Creato il 17 agosto 2015 da Giuseppe Armellini
Yesterday, i film del (mio) passato (N°8): recensione Un cult probabilmente immortale. Non pretende niente, non si erge a chissacosa ma ha la leggerezza e la profondità delle opere fatte col cuore.
Quando l'Alan bambino "post Jumanji" corre verso il padre, quel padre tornato in casa dopo soli 5 minuti ignaro del fatto che suo figlio invece, in quei 5 minuti, aveva passato quasi una vita intera, ecco, quando corre dal padre e lo abbraccia mi sono emozionato. Non solo per la trovata di scrittura che, abusata o no, bisogna comunque usare bene, ma perchè, sottotraccia, quel momento è davvero portentoso.
Quante volte noi ci rendiamo conto soltanto dopo anni, soltanto attraverso racconti altrui, soltanto "poi", quando l'altro non c'è più, dell'amore che questa persona provava per noi?
Purtroppo moltissime volte.
E nessuno di noi ha la fortuna di Alan, quella di capire le cose solo 26 anni dopo e poi poter tornare indietro, 26 anni prima, e vivere tutto diversamente.
E' una scena minima questa, e probabilmente nemmeno quella con dentro la tematica principale, ma che bella però.
Jumanji è un film invecchiato benissimo, probabilmente immortale, uno dei migliori di questo filone avventuroso per ragazzi.
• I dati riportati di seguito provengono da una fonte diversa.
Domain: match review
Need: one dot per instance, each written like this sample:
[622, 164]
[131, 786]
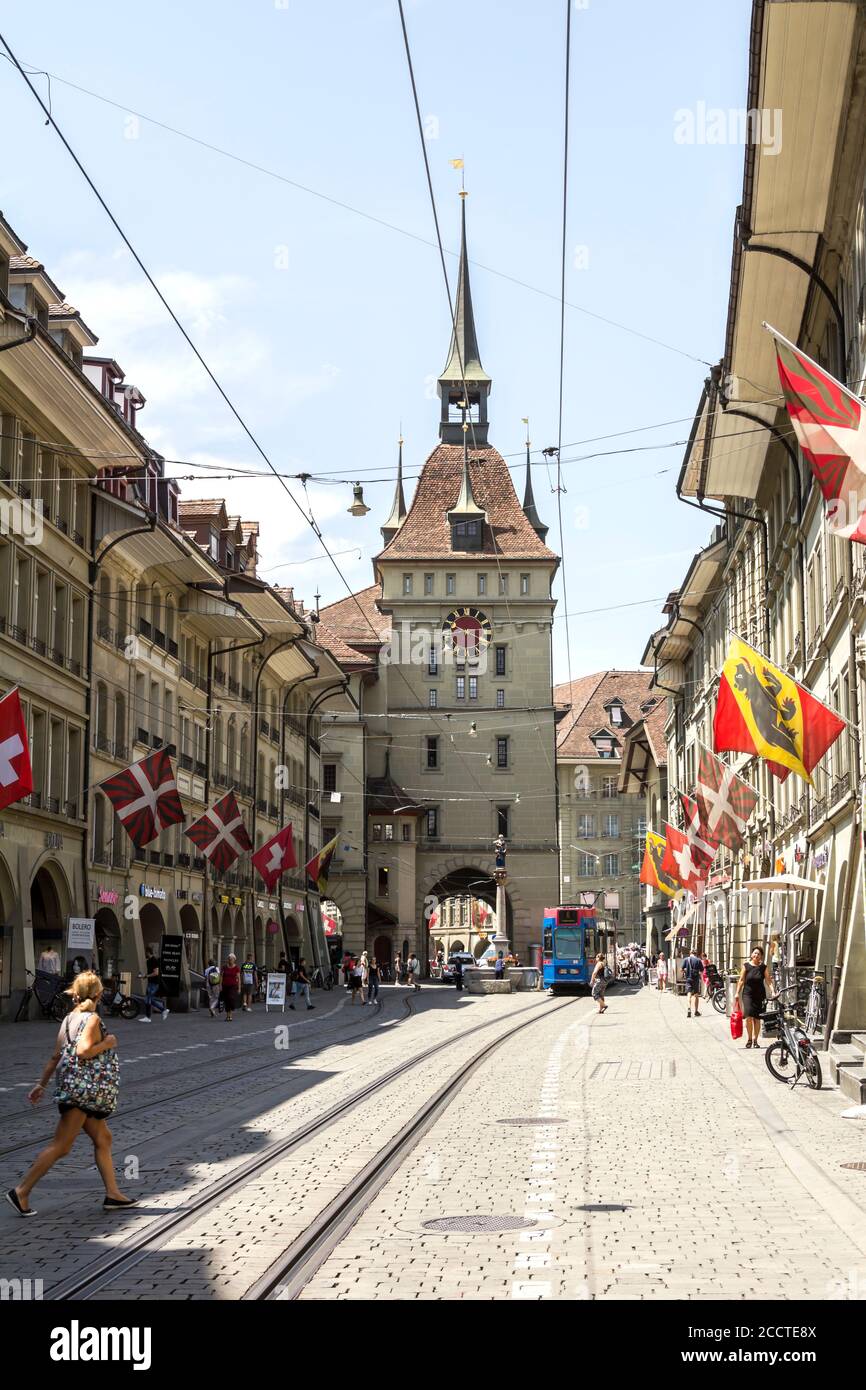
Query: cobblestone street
[581, 1150]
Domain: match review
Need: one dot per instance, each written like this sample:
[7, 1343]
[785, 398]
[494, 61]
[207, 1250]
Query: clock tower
[462, 722]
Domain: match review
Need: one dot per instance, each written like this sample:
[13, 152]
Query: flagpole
[823, 371]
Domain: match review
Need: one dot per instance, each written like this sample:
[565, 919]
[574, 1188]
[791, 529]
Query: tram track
[303, 1255]
[163, 1101]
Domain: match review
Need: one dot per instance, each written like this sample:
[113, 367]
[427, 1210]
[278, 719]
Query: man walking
[692, 973]
[153, 986]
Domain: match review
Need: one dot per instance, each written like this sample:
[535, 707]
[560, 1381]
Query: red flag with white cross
[15, 772]
[275, 856]
[220, 833]
[145, 797]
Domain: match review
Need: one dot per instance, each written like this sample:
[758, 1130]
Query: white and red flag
[830, 427]
[145, 797]
[275, 856]
[15, 772]
[220, 833]
[724, 801]
[683, 861]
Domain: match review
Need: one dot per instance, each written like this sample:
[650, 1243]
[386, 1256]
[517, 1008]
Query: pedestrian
[152, 987]
[752, 993]
[364, 969]
[662, 972]
[302, 983]
[248, 977]
[356, 982]
[231, 984]
[86, 1075]
[373, 980]
[211, 984]
[599, 983]
[692, 973]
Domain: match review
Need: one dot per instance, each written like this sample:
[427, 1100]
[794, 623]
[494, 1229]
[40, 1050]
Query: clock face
[470, 630]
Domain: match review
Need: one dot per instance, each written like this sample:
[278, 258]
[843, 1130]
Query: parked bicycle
[116, 1002]
[49, 993]
[793, 1054]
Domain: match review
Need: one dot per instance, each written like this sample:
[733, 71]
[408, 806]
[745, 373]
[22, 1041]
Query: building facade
[601, 823]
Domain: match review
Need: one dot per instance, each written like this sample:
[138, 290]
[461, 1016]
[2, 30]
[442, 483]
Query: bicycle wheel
[60, 1005]
[780, 1062]
[812, 1068]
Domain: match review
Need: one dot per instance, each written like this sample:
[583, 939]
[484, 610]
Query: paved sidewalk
[667, 1164]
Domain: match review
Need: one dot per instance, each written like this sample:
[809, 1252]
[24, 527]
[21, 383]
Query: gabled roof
[590, 697]
[426, 533]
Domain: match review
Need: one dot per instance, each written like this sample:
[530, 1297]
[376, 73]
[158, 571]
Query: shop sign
[79, 933]
[146, 890]
[170, 965]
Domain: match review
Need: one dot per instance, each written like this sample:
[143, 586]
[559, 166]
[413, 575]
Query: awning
[783, 883]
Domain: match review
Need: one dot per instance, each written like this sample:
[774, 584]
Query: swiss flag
[275, 856]
[15, 772]
[145, 797]
[683, 862]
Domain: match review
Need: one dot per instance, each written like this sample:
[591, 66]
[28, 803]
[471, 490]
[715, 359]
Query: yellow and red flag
[651, 869]
[765, 712]
[319, 866]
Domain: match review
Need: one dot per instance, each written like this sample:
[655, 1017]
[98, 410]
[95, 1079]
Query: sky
[312, 282]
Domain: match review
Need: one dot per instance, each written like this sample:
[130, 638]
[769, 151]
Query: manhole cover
[478, 1222]
[531, 1119]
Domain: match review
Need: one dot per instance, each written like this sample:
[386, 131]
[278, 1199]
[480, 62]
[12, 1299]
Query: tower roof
[463, 357]
[398, 510]
[426, 533]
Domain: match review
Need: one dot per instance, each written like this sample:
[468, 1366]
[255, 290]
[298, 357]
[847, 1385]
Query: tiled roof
[356, 619]
[426, 533]
[588, 697]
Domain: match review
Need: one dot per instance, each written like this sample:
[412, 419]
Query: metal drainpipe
[282, 759]
[93, 567]
[223, 651]
[330, 690]
[27, 338]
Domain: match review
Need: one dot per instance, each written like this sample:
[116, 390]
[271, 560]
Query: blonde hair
[86, 988]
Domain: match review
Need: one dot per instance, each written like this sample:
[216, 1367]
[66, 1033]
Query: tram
[572, 938]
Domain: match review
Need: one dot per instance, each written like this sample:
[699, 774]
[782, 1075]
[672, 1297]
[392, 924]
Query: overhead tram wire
[562, 339]
[348, 207]
[310, 519]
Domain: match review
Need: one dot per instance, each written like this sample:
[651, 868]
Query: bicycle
[793, 1055]
[114, 1001]
[49, 994]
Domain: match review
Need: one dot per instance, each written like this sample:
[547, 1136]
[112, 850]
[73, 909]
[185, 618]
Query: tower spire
[528, 501]
[398, 510]
[463, 363]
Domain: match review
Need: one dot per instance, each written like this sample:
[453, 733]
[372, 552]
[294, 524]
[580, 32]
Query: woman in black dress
[752, 993]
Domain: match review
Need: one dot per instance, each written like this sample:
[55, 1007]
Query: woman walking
[373, 982]
[231, 983]
[662, 972]
[599, 983]
[752, 994]
[86, 1079]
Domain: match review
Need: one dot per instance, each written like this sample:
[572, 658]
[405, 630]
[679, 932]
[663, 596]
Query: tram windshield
[569, 941]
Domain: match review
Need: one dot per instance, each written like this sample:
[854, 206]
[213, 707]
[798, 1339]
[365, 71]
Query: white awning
[783, 883]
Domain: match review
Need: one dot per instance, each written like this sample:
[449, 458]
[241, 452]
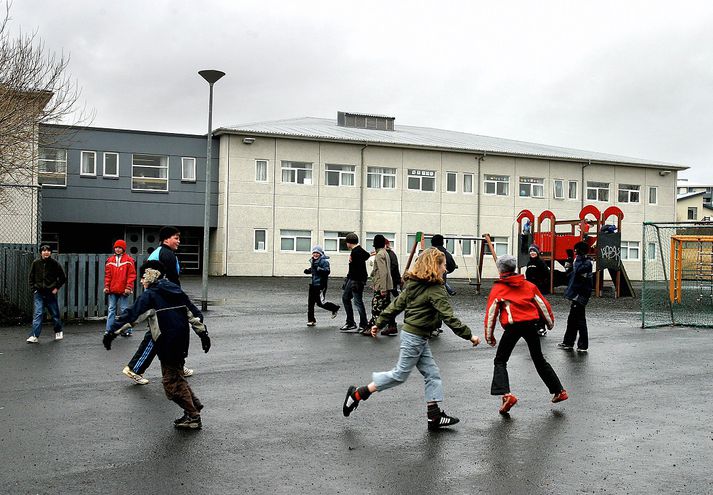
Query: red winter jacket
[119, 274]
[515, 300]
All'epoca i suoi effetti speciali si dimostrarono straordinari e ancora adesso, bisogna ammetterlo, reggono alla grande.
Leoni, scimmie, ragni giganti, un'intera mandria di altri animali, piante rampicanti, la giungla, tutta l'Africa dentro una casa. Il trucco c'è e si vede, ma la realizzazione è comunque da storia del genere.
Questo è un film travolgente, intelligente, divertente, a tratti sottilmente profondo e con un sacco di cuore dentro.
Yesterday, i film del (mio) passato (N°8): recensione
Ambientato in 3 diverse temporalità (addirittura 4 con l'epilogo) Jumanji offre una sceneggiatura fresca, piena di trovate, non banale. La prima ora è praticamente perfetta nel dosare i momenti drammatici, quelli divertenti, quelli "paurosi" e i primi assaggi d'avventura. Poi, probabilmente, almeno per una buona mezz'ora la parte avventurosa prevale un pò troppo, il film di trovate (finale a parte) non ne ha più, diventando "solo" un bellissimo film di genere pieno d'azione, animali in fuga e calamità naturali.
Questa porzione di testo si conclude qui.